6月11日〜12日に決勝レースが行われるル・マン24時間に向け、トヨタGR010ハイブリッドのエンジンやモーター、バッテリーなどのハイブリッドシステムを送り出す『出荷式』をトヨタ自動車東富士研究所(静岡県裾野市)で見学。その後、ハイブリッドシステムの開発に携わる2名の技術者から話を伺う機会を得た。
佐藤真之介氏(GRパワトレ開発部 主幹)は主にエンジンの開発を担当、立松和高氏(GRパワトレ開発部 主幹)はモーターやインバーター、電池などのいわゆる“電気もの”を担当する。
前編に続き、この後編では主に“電気”に関わる部分について、開発の裏側を聞いた。
■『190km/h』への引き上げが、空力にまで影響
ハイブリッドシステムを搭載することに変わりはないが、LMP1規定からル・マン・ハイパーカー(LMH)規定への変更により、GR010ではバッテリーの使い方も変わっている。
LMP1時代はエンジンの出力にモーターの出力を上乗せすることができたが、ハイパーカー規定ではシステム最高出力が500kWに規定されているため、モーターが200kWを発生させているときはエンジンの出力を絞り、エンジン+モーターの総合出力が500kWを超えないよう制御しなければならない。
「(エネルギーを)出せるところに足かせがあります」と立松氏は説明する。
減速時に回生することでバッテリーにエネルギーを蓄えることはできるのだが、ハイパーカー規定になってエネルギーを使うチャンスが激減した。前編で触れたように、120km/h以上だったアシスト可能速度が、190km/hからになった影響が大きい。

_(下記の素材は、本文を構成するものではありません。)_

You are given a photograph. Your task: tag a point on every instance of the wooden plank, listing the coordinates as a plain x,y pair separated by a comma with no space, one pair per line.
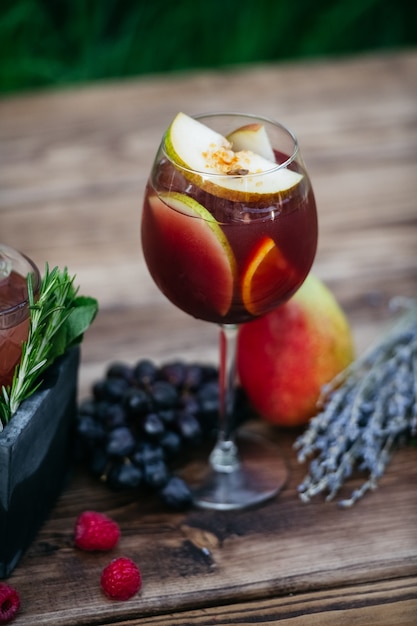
200,559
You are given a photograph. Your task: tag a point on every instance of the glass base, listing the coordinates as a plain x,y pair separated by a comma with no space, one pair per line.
260,475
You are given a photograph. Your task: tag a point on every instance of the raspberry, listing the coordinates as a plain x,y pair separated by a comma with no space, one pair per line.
96,531
9,603
121,579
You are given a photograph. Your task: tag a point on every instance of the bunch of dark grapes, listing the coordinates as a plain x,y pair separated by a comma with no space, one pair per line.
142,422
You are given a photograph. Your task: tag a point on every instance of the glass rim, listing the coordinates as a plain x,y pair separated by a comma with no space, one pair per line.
32,269
249,116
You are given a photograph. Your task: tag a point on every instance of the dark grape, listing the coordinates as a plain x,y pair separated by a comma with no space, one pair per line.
121,442
156,474
176,494
153,426
165,395
174,373
142,420
145,372
137,402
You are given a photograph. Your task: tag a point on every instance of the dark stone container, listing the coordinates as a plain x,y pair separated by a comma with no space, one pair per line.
35,457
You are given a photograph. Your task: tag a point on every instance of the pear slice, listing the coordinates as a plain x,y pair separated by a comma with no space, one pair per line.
243,176
199,267
252,137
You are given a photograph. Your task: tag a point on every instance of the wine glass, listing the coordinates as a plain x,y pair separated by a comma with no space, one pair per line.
229,232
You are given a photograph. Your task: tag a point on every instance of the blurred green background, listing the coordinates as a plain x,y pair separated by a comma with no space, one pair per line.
46,43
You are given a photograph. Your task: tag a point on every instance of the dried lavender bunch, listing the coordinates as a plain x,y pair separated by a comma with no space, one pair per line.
366,412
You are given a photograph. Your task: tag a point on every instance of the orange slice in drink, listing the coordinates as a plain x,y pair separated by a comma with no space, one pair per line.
267,278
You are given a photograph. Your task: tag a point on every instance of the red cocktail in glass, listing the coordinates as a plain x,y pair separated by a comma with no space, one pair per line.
229,232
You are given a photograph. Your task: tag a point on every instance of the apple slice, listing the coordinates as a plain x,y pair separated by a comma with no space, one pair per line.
243,176
252,137
198,268
267,278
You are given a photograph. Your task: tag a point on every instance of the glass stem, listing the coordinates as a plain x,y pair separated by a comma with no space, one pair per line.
224,456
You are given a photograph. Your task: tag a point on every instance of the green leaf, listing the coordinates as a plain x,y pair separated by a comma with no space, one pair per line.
58,320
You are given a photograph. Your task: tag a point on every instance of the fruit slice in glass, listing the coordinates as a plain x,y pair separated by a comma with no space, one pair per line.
228,233
267,274
195,264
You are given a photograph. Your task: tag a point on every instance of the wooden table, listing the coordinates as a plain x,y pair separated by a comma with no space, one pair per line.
73,170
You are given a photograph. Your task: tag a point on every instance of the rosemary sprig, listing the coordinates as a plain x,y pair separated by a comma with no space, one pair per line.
58,319
365,413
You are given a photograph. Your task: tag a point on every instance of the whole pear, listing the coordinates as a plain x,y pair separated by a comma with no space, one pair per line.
285,357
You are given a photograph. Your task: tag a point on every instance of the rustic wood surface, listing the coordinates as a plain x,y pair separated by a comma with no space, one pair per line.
73,169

「190km/hに設定されると、ほとんどのサーキットで1カ所か2カ所しか使えるところがなくなってしまいます。そこに対してどう挑んでいくべきなのかを考えていかなければなりません」
「回生ブレーキによって電池が満タンになると、(摩擦)ブレーキがブローしてしまうので、どこかで使わなければならない。ラップタイムとして効果的に使えるところが減らされているのが、新しいカテゴリーの難しいところです」
モーターのアシストはコーナー立ち上がりの低速域で利かせるほど、効果が高い。逆に車速が高まって最高速に近づくほど、アシストの効果は薄くなる。アシスト可能な車速の設定が高くなるほど、効果は目減りしてしまうのだ。
しかし、バッテリーに溜まったエネルギーを使わないことには回生ブレーキを使うことはできない。回生ブレーキを使わず、摩擦ブレーキを多用したのでは、負荷に耐えかね、立松氏が指摘するように「ブロー」しかねない。

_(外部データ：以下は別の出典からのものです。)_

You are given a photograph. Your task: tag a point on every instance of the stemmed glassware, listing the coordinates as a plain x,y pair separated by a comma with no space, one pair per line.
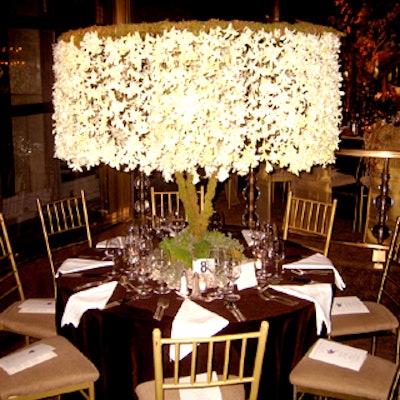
114,251
215,257
161,261
278,257
144,268
232,270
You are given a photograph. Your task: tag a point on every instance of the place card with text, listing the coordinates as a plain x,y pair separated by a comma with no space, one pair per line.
338,354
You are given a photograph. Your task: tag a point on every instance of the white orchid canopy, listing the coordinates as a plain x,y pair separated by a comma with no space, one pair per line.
221,99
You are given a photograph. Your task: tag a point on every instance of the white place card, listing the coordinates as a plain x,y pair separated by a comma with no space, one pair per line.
200,393
247,276
38,306
203,265
343,305
27,358
338,354
116,242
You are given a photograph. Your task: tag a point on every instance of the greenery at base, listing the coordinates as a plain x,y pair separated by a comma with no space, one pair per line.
185,247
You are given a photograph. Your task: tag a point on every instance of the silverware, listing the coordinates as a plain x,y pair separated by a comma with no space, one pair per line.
162,305
233,308
267,296
301,272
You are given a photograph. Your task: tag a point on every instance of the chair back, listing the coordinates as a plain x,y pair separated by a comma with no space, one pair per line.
64,223
10,284
164,203
389,288
247,369
311,217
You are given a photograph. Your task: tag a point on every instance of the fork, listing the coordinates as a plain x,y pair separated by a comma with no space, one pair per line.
267,296
162,305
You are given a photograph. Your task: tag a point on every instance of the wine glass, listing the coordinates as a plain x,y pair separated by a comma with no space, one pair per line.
278,256
232,270
132,249
114,252
262,251
161,261
176,222
143,271
215,257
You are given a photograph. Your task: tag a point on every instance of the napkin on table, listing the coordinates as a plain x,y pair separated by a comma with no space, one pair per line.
319,293
317,261
80,302
193,320
81,264
247,276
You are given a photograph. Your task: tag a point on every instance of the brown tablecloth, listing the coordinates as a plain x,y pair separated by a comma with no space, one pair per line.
118,340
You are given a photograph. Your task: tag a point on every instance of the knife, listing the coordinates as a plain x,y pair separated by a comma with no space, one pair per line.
234,311
237,310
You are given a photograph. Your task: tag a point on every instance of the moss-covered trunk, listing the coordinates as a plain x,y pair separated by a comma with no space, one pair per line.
197,218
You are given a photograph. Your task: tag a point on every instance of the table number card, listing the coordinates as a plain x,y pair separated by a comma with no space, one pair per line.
203,265
338,354
38,306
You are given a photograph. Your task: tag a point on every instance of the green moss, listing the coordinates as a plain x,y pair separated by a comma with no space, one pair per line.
185,247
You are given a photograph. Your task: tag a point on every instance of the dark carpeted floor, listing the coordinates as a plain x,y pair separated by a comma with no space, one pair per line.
354,263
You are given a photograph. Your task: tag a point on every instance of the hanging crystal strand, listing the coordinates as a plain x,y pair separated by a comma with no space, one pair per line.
251,193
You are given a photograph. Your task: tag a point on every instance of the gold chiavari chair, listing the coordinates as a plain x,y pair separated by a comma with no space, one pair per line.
311,218
65,223
36,325
231,379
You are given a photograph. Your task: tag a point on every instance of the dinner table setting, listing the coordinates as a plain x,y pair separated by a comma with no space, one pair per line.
109,301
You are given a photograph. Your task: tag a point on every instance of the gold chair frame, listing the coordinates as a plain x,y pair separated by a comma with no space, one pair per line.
61,216
162,384
382,318
30,325
168,201
310,217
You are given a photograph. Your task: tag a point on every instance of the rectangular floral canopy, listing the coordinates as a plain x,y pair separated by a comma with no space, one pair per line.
177,97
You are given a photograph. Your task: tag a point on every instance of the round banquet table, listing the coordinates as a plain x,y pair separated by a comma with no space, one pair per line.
118,340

「そこはストラテジーを練っているところです。正直なところを言うと、(開幕戦)セブリングでは(190km/hへの引き上げに)だいぶ面くらいました。引き上げられることは想定していたので、何種類か試験はしていたのですが、その上を行ったのが実状です。この状態を受け入れ、上手に進化させていくのが課題です」
第2戦スパ・フランコルシャン6時間(5月7日決勝)はもちろんのこと、第3戦ル・マン24時間(6月11日〜12日)に向けた最適化が急務だ。
「シミュレーションと実車で、いま(※編注:取材は4月11日)まさにやっているところです」と、佐藤氏は説明する。

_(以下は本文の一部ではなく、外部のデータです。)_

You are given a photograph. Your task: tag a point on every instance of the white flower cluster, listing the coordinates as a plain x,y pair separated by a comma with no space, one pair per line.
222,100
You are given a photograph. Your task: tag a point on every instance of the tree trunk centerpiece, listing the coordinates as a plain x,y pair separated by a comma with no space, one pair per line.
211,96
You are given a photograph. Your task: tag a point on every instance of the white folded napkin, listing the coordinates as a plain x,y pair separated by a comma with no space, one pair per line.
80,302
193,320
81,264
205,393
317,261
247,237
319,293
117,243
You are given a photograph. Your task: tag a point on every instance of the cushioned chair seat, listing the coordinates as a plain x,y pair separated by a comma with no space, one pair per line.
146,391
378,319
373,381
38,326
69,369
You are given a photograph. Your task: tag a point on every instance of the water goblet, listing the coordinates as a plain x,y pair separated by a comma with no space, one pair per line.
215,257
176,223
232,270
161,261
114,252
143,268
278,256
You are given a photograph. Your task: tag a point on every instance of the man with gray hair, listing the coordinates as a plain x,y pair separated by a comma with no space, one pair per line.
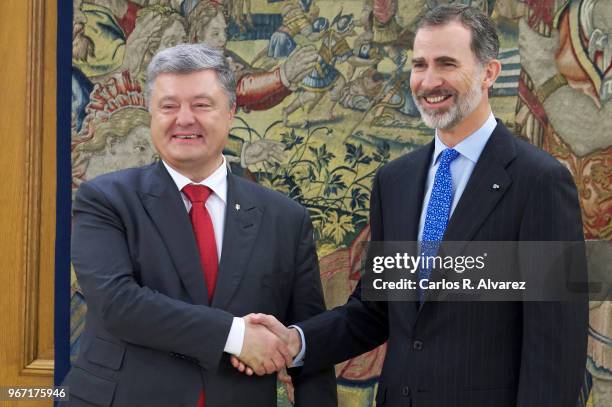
474,182
173,257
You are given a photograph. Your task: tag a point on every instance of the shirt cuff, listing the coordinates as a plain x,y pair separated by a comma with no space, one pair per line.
299,358
235,339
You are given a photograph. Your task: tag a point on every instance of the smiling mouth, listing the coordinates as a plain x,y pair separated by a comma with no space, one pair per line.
187,136
432,100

「バランスが崩れてしまうのが難しいところです。回生ブレーキを使わないようにすると、今度はメカブレーキ(摩擦ブレーキ)を使う。すると温度が上がってしまうので、クーリングしなければいけない。すると、空力が変わってしまう。ひとつ変えると全部が芋づる式に変わってしまうので、すべてを最適化しなければなりません」
LMP1の時代は全コーナーで高出力のモーターによるアシストのメリットがあった。ハイパーカーの時代は制限された状況で、「上手に、したたかに使わなければならない」(立松氏)。そこが大きな違い。エンジンのチューニングと合わせ、ドライバーからのフィードバックを参考に最適化を進めているところだ。